Ichii Corporation is a fully bilingual real estate company dedicated to supporting people from all over the world in finding their accommodation in Japan.
  • Barry

    So is it impossible to rent an apartment without proving that you have a salary? I’m planning on coming over on a working holiday visa and living off my savings while I find a job, but if anyone asks what my salary is, all I have to show for myself is a large pile of money.

    • http://www.gaijinpot.com/ Anthony Joh

      Hi Barry I was in the same situation as you when I first came here. I was surprised at how many real estate agencies wouldn’t rent to me because I didn’t have a job, even though I had enough in savings.

      The real estate agencies are very by-the-book type of businesses and so any deviation from their regular procedures is looked at as a huge risk.

      I did find a one real estate company that was willing to show me properties after I showed them copies of my bank statements. Even then they grumbled that my money wasn’t in a Japanese bank. I had been in Japan a whole 3 days at that point.

      In the end I ended up renting from a company called Tokyo Rent. They are a foreigner friendly agency that doesn’t require as much paperwork as the typical Japanese real estate company.

      You may also want to consider a short term rental until you can get yourself set up here. Check out the sponsor of this week’s show, Ichii corp. They are pretty good with being flexible when working with foreigners.

      Good luck!

      • Rina

        Hi Anthony, do you know the website or other contact details of Tokyo Rent?

  • Jonny

    Thanks for all the advice in the podcast! I found a site off of Adams site called ABhousing Osaka. Like Barry I have a WHV so I will have no proof of a salary so I’m going to email these guys and see if they can accept a foreign bank account initially.

    • http://www.gaijinpot.com/ Anthony Joh

      I asked Adam about this and he suggested a shared house which offers short term accommodation. Then once you have a job you can look at renting your own apartment.

  • Gerald

    Loving the podcast Anthony! Thank you.
    Was wondering what your opinion is with Sakura House? They offer private apartments and require no guarantor, key money or agent fees. Sounds like a easier alternative to me. Or is there a catch? Thanks!

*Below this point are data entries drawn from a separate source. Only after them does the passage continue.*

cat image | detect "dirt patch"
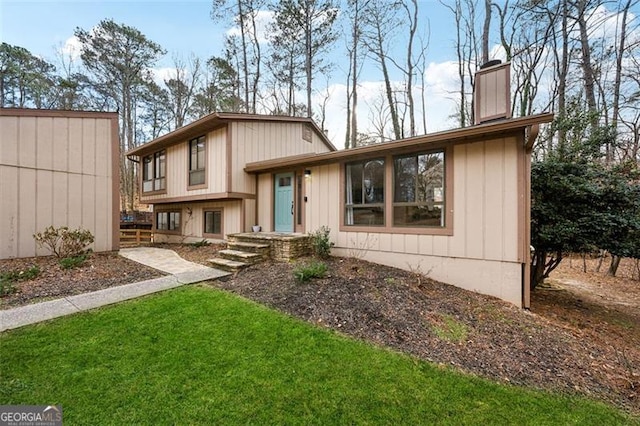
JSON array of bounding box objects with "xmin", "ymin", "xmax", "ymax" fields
[
  {"xmin": 0, "ymin": 252, "xmax": 166, "ymax": 309},
  {"xmin": 1, "ymin": 246, "xmax": 638, "ymax": 416}
]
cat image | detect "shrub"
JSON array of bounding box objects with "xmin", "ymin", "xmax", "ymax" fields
[
  {"xmin": 293, "ymin": 261, "xmax": 328, "ymax": 283},
  {"xmin": 33, "ymin": 226, "xmax": 94, "ymax": 258},
  {"xmin": 311, "ymin": 226, "xmax": 334, "ymax": 259},
  {"xmin": 0, "ymin": 266, "xmax": 40, "ymax": 296},
  {"xmin": 59, "ymin": 254, "xmax": 88, "ymax": 270}
]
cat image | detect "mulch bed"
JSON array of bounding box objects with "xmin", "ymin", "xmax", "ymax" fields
[
  {"xmin": 1, "ymin": 244, "xmax": 638, "ymax": 416},
  {"xmin": 213, "ymin": 257, "xmax": 640, "ymax": 416},
  {"xmin": 0, "ymin": 252, "xmax": 165, "ymax": 309}
]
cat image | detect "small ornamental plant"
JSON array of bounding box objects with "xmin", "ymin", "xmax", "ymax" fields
[
  {"xmin": 311, "ymin": 226, "xmax": 334, "ymax": 259},
  {"xmin": 33, "ymin": 226, "xmax": 94, "ymax": 259},
  {"xmin": 293, "ymin": 261, "xmax": 328, "ymax": 283}
]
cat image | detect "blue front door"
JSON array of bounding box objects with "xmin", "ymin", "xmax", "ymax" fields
[{"xmin": 274, "ymin": 172, "xmax": 294, "ymax": 233}]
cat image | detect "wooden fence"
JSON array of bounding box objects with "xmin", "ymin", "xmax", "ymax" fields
[{"xmin": 120, "ymin": 229, "xmax": 153, "ymax": 247}]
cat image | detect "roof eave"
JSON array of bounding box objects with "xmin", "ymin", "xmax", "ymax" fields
[
  {"xmin": 244, "ymin": 112, "xmax": 554, "ymax": 174},
  {"xmin": 126, "ymin": 112, "xmax": 336, "ymax": 157}
]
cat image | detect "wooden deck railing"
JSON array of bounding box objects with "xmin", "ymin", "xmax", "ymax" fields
[{"xmin": 120, "ymin": 229, "xmax": 153, "ymax": 247}]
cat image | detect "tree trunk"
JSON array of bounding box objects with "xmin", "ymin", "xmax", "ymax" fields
[
  {"xmin": 576, "ymin": 0, "xmax": 598, "ymax": 127},
  {"xmin": 405, "ymin": 0, "xmax": 418, "ymax": 137},
  {"xmin": 557, "ymin": 0, "xmax": 569, "ymax": 150},
  {"xmin": 350, "ymin": 45, "xmax": 358, "ymax": 148},
  {"xmin": 481, "ymin": 0, "xmax": 491, "ymax": 64},
  {"xmin": 531, "ymin": 250, "xmax": 546, "ymax": 290},
  {"xmin": 305, "ymin": 2, "xmax": 312, "ymax": 117},
  {"xmin": 237, "ymin": 0, "xmax": 250, "ymax": 113},
  {"xmin": 608, "ymin": 255, "xmax": 622, "ymax": 277},
  {"xmin": 250, "ymin": 7, "xmax": 261, "ymax": 115},
  {"xmin": 610, "ymin": 0, "xmax": 631, "ymax": 163}
]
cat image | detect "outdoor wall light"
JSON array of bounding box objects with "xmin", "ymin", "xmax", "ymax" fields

    • http://www.gaijinpot.com/ Anthony Joh

      I like Sakura House. If this is your first time living in Japan they are a great resource for help and information. Also you will save a lot not having to pay all the fees that other real estate companies require.

      I know they have some big renovation plans for this year which we plan to highlight so stay tuned to GaijinPot for that.

  • PH

    I have a couple of questions about bringing things to Tokyo. Seeing how I am likely to get a 250-300 sq ft apartment, is there any point in bringing my guitar and snowboard there? I figure the noise of an acoustic guitar and me singing my heart out won’t please the neighbours. Also, for the snowboard, it will likely take up a precious 2% of my apartment square footage. And on that note, what’s the average price to rent the gear at a nearby hill? Is there a nearby hill to Tokyo? I have pretty much answered my own questions here but it would help to get the word from boots on the ground.